DE L’HONNÊTETÉ DU LIT NUPTIAL


Le lit nuptial doit être immaculé, comme l’Apôtre l’appelle, c’est-à-dire exempt d’impudicités et autres souillures profanes. Aussi le saint mariage fut premièrement institué dedans le paradis terrestre, où jamais, jusques à l’heure, il n’y avait eu aucun dérèglement de la concupiscence, ni chose déshonnête.

Il y a quelque ressemblance entre les voluptés honteuses et celles du manger, car toutes deux regardent la chair, bien que les premières, à raison de leur véhémence brutale, s’appellent simplement charnelles. J’expliquerai donc ce que je ne puis pas dire des unes, par ce que je dirai des autres.

1. Le manger est ordonné pour conserver les personnes : or, comme manger simplement pour nourrir et conserver la personne est une bonne chose, sainte et commandée, aussi ce qui est requis au mariage, pour la production des enfants et la multiplication des personnes, est une bonne chose et très sainte, car c’est la fin principale des noces.
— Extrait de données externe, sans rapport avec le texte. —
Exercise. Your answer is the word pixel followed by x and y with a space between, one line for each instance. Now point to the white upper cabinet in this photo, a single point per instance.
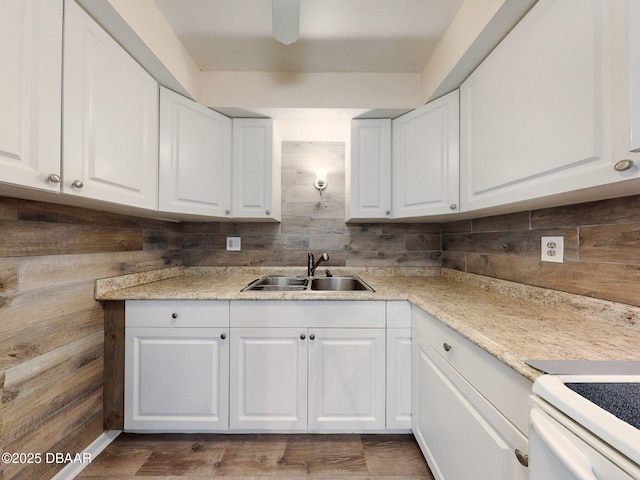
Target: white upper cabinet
pixel 195 158
pixel 110 111
pixel 425 159
pixel 255 170
pixel 548 111
pixel 633 32
pixel 30 92
pixel 369 173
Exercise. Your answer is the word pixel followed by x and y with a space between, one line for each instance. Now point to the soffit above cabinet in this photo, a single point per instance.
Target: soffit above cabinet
pixel 357 54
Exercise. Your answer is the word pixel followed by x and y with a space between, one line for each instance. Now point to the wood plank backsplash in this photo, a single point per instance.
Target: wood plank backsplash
pixel 52 330
pixel 602 248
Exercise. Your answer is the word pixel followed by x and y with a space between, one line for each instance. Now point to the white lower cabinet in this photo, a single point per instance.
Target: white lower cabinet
pixel 313 366
pixel 461 433
pixel 307 379
pixel 399 366
pixel 177 370
pixel 346 379
pixel 269 386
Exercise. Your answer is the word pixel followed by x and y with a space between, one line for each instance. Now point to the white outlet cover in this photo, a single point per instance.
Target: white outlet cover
pixel 552 249
pixel 233 244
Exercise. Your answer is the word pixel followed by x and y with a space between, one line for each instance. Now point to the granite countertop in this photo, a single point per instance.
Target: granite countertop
pixel 511 321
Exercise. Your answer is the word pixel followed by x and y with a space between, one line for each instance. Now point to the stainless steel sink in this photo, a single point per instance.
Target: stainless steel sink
pixel 281 283
pixel 339 284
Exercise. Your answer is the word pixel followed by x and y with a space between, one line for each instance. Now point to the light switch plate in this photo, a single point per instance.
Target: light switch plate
pixel 552 249
pixel 233 244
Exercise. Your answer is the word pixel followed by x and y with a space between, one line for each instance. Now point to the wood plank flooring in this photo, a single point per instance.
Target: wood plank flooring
pixel 236 457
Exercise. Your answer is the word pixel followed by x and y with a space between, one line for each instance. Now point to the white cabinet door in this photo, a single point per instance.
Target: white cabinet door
pixel 195 157
pixel 369 171
pixel 177 379
pixel 346 379
pixel 541 115
pixel 425 159
pixel 30 92
pixel 110 111
pixel 461 435
pixel 268 379
pixel 633 36
pixel 256 177
pixel 399 378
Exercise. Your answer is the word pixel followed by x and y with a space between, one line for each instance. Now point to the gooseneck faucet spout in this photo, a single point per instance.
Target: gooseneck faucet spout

2. Manger, non point pour conserver la vie, mais pour conserver la mutuelle conversation et condescendance que nous nous devons les uns aux autres, c’est chose grandement juste et honnête : et de même, la réciproque et légitime satisfaction des parties au saint mariage, est appelée par saint Paul devoir ; mais devoir si grand, qu’il ne veut pas que l’une des parties s’en puisse exempter, sans le libre et volontaire consentement de l’autre, non pas même pour les exercices de la dévotion, qui[1] m’a fait dire le mot que j’ai mis au chapitre de la sainte communion pour ce regard ; combien moins donc peut-on s’en exempter, pour des capricieuses prétentions vertu ou pour les colères et dédains !

3. Comme ceux qui mangent pour le devoir de la mutuelle conversation doivent manger librement et non comme par force, et de plus s’essayer de témoigner de l’appétit, aussi le devoir nuptial doit être toujours rendu fidèlement, franchement, et tout de même comme si c’était avec espérance de la production des enfants, encore que pour quelque occasion on n’eût pas telle espérance.

4. Manger non point pour les deux premières raisons, mais simplement pour contenter l’appétit, c’est chose supportable, mais non pas pourtant louable ; car le simple plaisir de l’appétit sensuel ne peut être un objet suffisant pour rendre une action louable, il suffit bien si elle est supportable.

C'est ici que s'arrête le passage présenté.